19. E poiché potrebbe darsi che tutto quanto appena detto sulla scelta sia accolto con favore, ma la sua realiz­zazione risulti impossibile o difficile a causa degli ingenti fondi necessari a questo officio, sarà bene fare un esem­pio concreto di una diocesi media, in base alla quale, fatte le dovute proporzioni, si opererà nelle altre; e sarà chiara, allora, la facilità con cui si potrà realizzare il tutto.

Poniamo che una città abbia dieci parrocchie, nelle quali, mettendo insieme le più grandi e le più piccole, sa­ranno necessarie, per ciascuna, al più, quattro persone fra sacerdoti e confessori, il che fa quaranta. E poniamo che questa diocesi abbia quindici centri con una discre­ta popolazione, nei quali vi sia necessità, tenendo conto di quelli grandi e di quelli piccoli, di altre quattro per­sone fra sacerdoti e confessori, il che, sommato tutto, fa sessanta. Mettendoli insieme con i precedenti quaranta si arriva a cento, che è il numero di sacerdoti e confes­sori di cui era fornita detta diocesi. Ovviamente, perché uno inizi a svolgere il proprio servizio è necessario che muoia o manchi un altro che prima lo svolgeva, e quin­di non è necessario che nel collegio ve ne siano tanti quanti in quel momento sono a servizio nelle chiese. Sem­bra che basti che ve ne sia un terzo, in modo che, man mano che vengono a mancare, essi sostituiscano coloro che svolgono il servizio. Ed è senz’altro ragionevole cre­dere che saranno più essi ad aspettare di andare nelle parrocchie e uscire dal collegio, che non le parrocchie ad aspettare loro. Di modo che vi sarà necessità di un col­legio con trentatré studenti che devono diventare sa­cerdoti e confessori. Ora passiamo al tema dei predicatori. Sembra che sia sufficiente che in una città come questa vi siano sei pre­dicatori che si avvarranno dell’aiuto dei religiosi; e per quindici centri saranno sufficienti venti predicatori, e sa­ranno in tutto ventisei. Poiché non tutti coloro che stu­diano per diventare predicatori poi sono in grado di farlo, sarebbe bene selezionarne più di un terzo per la formazione.

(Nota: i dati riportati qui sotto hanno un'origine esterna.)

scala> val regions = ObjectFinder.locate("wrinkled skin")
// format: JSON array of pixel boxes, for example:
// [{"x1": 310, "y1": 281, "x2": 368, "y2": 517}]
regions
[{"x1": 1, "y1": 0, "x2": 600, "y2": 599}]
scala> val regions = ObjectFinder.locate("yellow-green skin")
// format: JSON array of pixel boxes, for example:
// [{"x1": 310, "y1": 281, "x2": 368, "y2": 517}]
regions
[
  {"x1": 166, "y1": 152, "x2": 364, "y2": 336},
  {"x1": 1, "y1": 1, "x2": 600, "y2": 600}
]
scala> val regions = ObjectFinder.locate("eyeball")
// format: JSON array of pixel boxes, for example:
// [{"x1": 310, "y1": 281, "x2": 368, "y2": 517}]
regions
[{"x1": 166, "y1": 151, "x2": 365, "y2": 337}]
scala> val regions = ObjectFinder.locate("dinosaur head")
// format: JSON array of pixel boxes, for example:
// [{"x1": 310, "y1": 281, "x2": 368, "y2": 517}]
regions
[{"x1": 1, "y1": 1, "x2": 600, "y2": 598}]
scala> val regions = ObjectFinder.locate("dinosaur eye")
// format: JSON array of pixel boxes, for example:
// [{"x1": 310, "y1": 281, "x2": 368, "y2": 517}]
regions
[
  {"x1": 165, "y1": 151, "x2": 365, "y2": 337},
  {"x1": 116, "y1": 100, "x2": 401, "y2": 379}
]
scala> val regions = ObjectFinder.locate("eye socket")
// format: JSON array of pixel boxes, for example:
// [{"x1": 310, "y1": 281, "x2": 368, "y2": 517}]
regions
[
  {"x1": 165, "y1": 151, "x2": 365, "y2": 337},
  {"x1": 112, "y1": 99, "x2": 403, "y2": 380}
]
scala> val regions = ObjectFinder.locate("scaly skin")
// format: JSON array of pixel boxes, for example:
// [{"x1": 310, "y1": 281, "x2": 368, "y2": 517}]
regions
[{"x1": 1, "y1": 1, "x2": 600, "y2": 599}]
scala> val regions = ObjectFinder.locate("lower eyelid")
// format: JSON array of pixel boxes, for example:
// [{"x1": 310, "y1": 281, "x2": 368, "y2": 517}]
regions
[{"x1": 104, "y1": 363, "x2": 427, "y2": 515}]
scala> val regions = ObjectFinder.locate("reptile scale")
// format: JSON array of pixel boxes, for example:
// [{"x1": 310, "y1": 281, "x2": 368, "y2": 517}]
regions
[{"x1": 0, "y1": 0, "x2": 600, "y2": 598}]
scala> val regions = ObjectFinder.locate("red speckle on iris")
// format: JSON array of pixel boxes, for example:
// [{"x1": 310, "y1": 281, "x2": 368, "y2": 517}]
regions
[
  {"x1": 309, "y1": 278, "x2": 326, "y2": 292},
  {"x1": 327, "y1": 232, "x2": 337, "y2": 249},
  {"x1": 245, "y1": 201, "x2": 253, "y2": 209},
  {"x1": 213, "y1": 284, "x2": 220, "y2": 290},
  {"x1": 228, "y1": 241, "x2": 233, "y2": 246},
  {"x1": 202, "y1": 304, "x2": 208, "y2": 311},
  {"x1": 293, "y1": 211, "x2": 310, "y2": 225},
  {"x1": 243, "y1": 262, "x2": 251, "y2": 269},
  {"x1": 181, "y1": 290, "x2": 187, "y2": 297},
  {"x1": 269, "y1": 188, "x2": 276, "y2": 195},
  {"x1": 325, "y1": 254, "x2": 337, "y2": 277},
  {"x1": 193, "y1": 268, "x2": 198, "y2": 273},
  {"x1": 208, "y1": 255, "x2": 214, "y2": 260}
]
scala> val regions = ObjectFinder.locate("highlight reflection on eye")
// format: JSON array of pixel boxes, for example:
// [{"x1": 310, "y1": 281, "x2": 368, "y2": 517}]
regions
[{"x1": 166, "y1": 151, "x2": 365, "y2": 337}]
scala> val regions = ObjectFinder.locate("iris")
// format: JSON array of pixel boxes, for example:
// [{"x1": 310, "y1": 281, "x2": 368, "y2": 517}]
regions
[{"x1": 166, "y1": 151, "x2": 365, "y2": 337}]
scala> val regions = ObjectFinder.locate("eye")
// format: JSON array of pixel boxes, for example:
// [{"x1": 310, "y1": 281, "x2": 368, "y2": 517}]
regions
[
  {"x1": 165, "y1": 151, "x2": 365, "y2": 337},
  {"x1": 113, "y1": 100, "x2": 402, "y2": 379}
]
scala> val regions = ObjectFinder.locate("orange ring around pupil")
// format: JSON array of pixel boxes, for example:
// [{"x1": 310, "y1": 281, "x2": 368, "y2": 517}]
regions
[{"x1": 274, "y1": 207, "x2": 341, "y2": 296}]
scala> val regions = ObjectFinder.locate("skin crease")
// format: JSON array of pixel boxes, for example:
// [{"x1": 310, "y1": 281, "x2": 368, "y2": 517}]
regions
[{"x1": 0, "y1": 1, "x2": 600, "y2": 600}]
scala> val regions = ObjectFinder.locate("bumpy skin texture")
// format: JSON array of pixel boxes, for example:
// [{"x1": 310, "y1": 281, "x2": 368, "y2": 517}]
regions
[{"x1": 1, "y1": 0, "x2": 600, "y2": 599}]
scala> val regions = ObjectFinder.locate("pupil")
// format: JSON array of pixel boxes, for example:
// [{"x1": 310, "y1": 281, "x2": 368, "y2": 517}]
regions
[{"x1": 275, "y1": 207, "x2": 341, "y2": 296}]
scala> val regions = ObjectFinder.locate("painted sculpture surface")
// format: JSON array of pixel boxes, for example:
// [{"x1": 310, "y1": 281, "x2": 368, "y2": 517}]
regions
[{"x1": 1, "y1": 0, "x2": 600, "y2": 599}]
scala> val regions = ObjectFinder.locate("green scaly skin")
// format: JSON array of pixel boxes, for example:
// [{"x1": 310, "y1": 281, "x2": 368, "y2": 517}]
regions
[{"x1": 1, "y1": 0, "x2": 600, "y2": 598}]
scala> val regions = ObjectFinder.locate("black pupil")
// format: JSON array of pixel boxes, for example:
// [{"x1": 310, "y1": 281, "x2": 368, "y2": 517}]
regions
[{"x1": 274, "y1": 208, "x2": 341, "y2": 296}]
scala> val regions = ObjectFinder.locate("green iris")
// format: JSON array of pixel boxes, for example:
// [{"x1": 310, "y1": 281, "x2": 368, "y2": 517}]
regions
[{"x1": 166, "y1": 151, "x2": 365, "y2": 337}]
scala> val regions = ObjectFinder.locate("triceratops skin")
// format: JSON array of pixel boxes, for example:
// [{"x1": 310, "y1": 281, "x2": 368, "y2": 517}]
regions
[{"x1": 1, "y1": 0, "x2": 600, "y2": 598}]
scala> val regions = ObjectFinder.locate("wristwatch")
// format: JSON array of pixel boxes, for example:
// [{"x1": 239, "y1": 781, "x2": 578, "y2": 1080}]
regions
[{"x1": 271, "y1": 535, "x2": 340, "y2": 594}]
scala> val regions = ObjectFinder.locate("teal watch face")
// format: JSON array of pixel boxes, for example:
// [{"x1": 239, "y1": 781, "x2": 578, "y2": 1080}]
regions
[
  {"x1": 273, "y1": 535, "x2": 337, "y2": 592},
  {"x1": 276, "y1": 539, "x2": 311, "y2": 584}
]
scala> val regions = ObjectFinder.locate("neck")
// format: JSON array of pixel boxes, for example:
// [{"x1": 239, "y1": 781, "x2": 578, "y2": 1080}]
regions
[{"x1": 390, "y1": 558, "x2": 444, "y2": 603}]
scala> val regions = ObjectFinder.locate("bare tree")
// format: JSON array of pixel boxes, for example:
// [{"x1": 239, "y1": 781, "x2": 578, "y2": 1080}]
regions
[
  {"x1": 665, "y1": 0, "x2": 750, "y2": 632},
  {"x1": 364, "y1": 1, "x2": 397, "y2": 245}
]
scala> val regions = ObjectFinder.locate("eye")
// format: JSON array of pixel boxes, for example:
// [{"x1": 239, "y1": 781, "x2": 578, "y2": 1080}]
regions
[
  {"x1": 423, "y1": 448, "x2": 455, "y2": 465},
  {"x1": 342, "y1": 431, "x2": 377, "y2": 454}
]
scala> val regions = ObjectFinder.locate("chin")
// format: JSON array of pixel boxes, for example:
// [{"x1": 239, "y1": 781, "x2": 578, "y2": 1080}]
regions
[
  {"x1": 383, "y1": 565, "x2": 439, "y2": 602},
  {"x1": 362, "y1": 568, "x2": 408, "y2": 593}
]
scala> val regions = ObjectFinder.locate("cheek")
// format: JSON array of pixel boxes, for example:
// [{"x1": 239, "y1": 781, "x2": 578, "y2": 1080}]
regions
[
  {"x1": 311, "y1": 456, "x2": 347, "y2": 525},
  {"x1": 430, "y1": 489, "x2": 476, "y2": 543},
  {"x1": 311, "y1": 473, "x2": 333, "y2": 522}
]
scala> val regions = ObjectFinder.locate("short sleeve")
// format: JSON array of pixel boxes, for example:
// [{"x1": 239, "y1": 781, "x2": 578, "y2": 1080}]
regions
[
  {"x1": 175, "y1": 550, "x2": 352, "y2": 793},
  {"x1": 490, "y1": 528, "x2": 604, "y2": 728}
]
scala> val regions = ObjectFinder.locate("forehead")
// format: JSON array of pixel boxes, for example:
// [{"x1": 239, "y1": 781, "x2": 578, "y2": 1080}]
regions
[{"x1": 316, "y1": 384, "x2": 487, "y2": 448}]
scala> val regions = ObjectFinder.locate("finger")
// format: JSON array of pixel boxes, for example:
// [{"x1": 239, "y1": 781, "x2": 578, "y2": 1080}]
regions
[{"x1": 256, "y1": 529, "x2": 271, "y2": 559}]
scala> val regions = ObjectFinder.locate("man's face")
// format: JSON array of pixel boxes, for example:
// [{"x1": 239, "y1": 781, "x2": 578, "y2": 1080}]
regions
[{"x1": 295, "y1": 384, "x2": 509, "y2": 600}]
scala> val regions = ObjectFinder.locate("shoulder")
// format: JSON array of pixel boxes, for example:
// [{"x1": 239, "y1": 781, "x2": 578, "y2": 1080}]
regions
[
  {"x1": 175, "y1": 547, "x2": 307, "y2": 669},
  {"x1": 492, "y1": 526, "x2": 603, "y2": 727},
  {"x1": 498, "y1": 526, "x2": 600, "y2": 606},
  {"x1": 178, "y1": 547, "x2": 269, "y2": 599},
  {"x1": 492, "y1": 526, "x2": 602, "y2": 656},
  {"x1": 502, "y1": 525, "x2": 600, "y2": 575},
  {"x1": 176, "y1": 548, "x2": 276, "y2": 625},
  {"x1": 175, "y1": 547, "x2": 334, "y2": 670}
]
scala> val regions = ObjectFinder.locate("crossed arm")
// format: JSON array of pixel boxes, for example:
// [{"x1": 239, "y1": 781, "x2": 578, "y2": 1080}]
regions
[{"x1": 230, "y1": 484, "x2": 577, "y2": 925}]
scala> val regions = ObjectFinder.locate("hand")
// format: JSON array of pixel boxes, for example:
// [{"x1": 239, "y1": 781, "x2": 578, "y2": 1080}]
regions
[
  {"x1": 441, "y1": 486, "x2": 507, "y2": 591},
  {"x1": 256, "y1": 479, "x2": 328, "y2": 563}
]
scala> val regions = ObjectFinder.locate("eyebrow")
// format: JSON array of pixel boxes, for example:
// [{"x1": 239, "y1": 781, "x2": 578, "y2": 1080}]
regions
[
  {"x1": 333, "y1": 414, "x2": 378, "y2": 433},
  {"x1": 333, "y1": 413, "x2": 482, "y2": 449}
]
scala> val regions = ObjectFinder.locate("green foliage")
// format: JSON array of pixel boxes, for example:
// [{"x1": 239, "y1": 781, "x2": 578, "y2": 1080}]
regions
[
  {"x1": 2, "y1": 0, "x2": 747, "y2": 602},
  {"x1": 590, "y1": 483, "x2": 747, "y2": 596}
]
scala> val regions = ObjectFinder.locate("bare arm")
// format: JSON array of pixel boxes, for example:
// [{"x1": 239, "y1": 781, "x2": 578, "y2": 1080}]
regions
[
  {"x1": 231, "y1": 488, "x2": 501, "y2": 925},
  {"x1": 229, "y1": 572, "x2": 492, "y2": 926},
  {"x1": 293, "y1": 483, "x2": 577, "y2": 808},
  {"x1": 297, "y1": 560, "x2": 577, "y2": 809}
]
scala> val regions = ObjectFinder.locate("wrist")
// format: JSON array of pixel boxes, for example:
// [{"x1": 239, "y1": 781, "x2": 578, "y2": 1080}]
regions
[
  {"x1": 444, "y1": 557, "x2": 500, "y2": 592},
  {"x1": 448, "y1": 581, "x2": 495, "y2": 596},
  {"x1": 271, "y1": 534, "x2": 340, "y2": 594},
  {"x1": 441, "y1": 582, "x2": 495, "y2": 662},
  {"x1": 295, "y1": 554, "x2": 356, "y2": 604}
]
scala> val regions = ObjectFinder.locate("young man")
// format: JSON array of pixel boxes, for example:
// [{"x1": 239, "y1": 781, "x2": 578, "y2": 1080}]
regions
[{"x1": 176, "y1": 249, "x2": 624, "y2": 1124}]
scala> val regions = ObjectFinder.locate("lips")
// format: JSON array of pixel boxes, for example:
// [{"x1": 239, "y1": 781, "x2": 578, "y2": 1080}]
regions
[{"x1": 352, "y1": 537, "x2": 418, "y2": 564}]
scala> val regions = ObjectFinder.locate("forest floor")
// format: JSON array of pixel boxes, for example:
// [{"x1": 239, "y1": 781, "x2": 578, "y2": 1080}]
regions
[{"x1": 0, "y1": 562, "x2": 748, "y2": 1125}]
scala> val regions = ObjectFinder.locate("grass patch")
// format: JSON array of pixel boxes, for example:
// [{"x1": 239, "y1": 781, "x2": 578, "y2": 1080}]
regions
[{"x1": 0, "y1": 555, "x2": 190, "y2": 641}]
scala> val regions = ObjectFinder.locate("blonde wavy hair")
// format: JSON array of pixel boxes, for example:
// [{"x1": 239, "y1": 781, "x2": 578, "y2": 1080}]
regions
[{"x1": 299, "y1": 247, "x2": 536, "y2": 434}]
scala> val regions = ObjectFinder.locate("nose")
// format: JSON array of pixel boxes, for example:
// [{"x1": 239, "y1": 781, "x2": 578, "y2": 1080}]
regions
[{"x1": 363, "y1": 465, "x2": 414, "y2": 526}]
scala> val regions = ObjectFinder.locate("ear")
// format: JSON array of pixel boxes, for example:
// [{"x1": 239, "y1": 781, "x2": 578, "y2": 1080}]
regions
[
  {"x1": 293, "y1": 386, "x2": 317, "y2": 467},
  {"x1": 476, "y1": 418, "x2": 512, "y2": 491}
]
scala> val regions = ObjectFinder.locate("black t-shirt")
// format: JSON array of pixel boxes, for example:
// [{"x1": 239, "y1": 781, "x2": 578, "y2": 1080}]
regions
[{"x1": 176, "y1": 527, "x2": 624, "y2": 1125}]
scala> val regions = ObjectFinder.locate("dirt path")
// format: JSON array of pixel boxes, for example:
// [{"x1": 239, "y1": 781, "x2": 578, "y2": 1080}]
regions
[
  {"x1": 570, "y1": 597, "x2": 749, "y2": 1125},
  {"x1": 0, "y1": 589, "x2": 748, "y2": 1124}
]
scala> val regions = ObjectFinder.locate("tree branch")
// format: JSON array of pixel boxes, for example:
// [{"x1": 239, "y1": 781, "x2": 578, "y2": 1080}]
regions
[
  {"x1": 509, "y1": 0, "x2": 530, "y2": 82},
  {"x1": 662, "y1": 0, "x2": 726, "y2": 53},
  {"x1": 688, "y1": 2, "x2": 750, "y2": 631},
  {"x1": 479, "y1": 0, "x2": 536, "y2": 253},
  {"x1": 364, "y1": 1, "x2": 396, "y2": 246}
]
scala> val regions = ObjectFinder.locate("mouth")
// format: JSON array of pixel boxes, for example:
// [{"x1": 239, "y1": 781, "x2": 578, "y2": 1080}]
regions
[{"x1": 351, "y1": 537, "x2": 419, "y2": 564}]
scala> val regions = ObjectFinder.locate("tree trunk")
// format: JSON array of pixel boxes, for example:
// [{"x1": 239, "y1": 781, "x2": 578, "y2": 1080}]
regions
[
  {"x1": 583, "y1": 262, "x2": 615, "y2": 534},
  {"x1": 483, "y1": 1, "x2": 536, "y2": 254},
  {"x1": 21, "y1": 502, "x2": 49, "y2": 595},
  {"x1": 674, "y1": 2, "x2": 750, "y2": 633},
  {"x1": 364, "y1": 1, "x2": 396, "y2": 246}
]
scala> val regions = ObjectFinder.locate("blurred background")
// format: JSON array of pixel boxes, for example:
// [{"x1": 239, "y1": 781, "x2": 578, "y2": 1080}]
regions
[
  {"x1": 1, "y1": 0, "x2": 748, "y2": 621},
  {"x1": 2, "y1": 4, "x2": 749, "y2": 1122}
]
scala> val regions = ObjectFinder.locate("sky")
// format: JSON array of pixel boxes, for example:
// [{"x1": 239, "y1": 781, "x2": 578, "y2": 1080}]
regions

Se ne scelgano, per averne ventisei, quindi­ci, che è più della metà, che dovranno stare in un altro collegio. E si vedrà come, per il mantenimento di qua­rantotto persone, che è la somma degli uni e degli altri, basteranno appena duemila ducati di rendita. E vi sono alcuni paesi che hanno una chiesa parrocchiale così ricca di benefici (ecclesiastici) da poter provvedere da sola a tutta questa spesa, e in questo caso non vi sarà di che preoccuparsi.

E in tutto ciò non bisogna spendere molto tempo, perché con prestiti e ricche fabbricerie e aggiungendovi altri profitti, questi importi si potranno trovare con gran­de facilità. E se non sarà possibile trovarli in tal modo, togliendo tre o quattro razioni e altrettanti canonicati al­la chiesa cattedrale, ne avanzerebbe un bel po’. E così sa­rebbe ben fatto; dal momento che, se si paragona con il confessare, il predicare e la cura delle anime, poca cosa è cantare nel coro; anzi, anche se venissero tolti, non per questo ci sarebbero meno voci, dal momento che non tutti i canonici e i prebendari cantano.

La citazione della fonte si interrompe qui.